Penangkapan mereka berdasarkan laporan tentang perbuatan tidak menyenangkan disertai ancaman kekerasan dan percobaan pencurian.
“Mendapatkan laporan terkait kejadian tersebut, kemudian Kasat Reskrim Polres Metro Jakarta Utara, AKBP Dwi Prasetyo Wibowo membentuk tim gabungan yang terdiri dari Unit Jatanras, Unit Resmob, dan Unit Reskrim Polsek Koja untuk mengungkap kasus ini,“ ujar Nasriadi saat dikonfirmasi, Minggu malam.

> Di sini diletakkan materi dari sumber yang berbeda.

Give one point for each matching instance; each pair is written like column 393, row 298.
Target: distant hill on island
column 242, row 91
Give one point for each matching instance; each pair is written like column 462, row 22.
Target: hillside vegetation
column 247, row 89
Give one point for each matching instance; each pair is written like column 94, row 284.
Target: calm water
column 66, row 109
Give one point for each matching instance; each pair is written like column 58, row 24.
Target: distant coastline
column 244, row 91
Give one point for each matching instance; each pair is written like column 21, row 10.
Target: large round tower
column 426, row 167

Baca juga: Polisi Tangkap 11 Debt Collector Pengadang Babinsa, 9 di Antaranya Ada di Video Viral
Adapun para pelaku berinisial GL, HL, JK, GYT, YA, JT, RS, FM, AM, DS, dan HL.
Nasriadi menambahkan, pihaknya masih mengejar satu debt collector lainnya yang terlibat.

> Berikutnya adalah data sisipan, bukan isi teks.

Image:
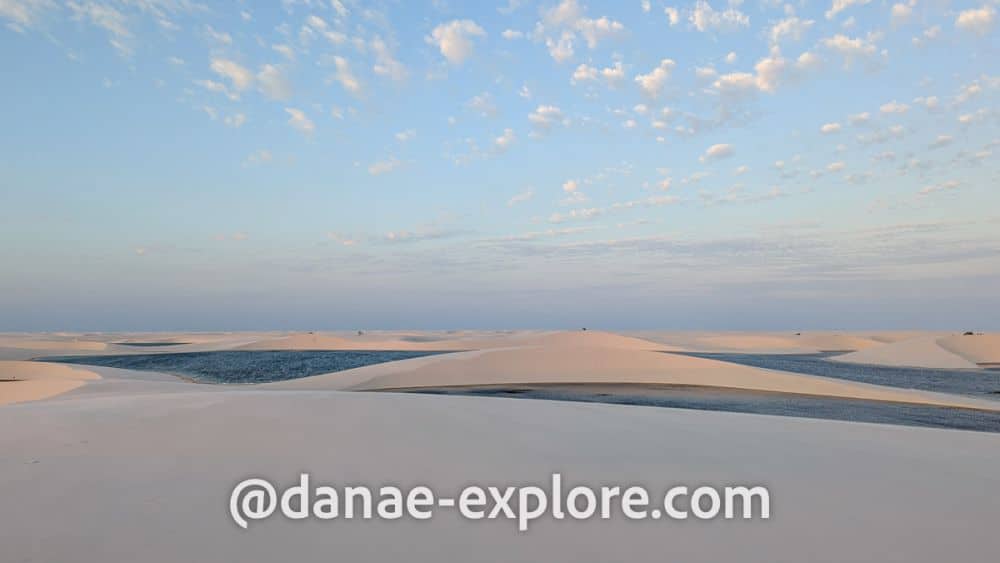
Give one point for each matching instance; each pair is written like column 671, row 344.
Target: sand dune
column 34, row 343
column 469, row 341
column 825, row 342
column 979, row 348
column 923, row 351
column 146, row 477
column 803, row 343
column 599, row 359
column 31, row 381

"Dari hasil interograsi awal bahwa yang terdapat dalam video viral ialah atas nama DS, HL, HL, GL, JT, GT, dan YA,” ujar Nasriadi.
Nasriadi mengatakan, para debt collector ini mendapatkan kuasa dari PT. Anugrah Cipta Kurnia Jaya.
PT. Anugrah mendapatkan kuasa dari Clipan Finance.
“Lalu dari perusahaan tersebut, memberikan kuasa kepada saudara HL. Lalu HL memberitahukan kepada rekan-rekannya (para tersangka) untuk membantu proses penarikan,” ujar Nasriadi.
Menurut Nasriadi, para pemimpin dari kelompok debt collector ini ialah HL.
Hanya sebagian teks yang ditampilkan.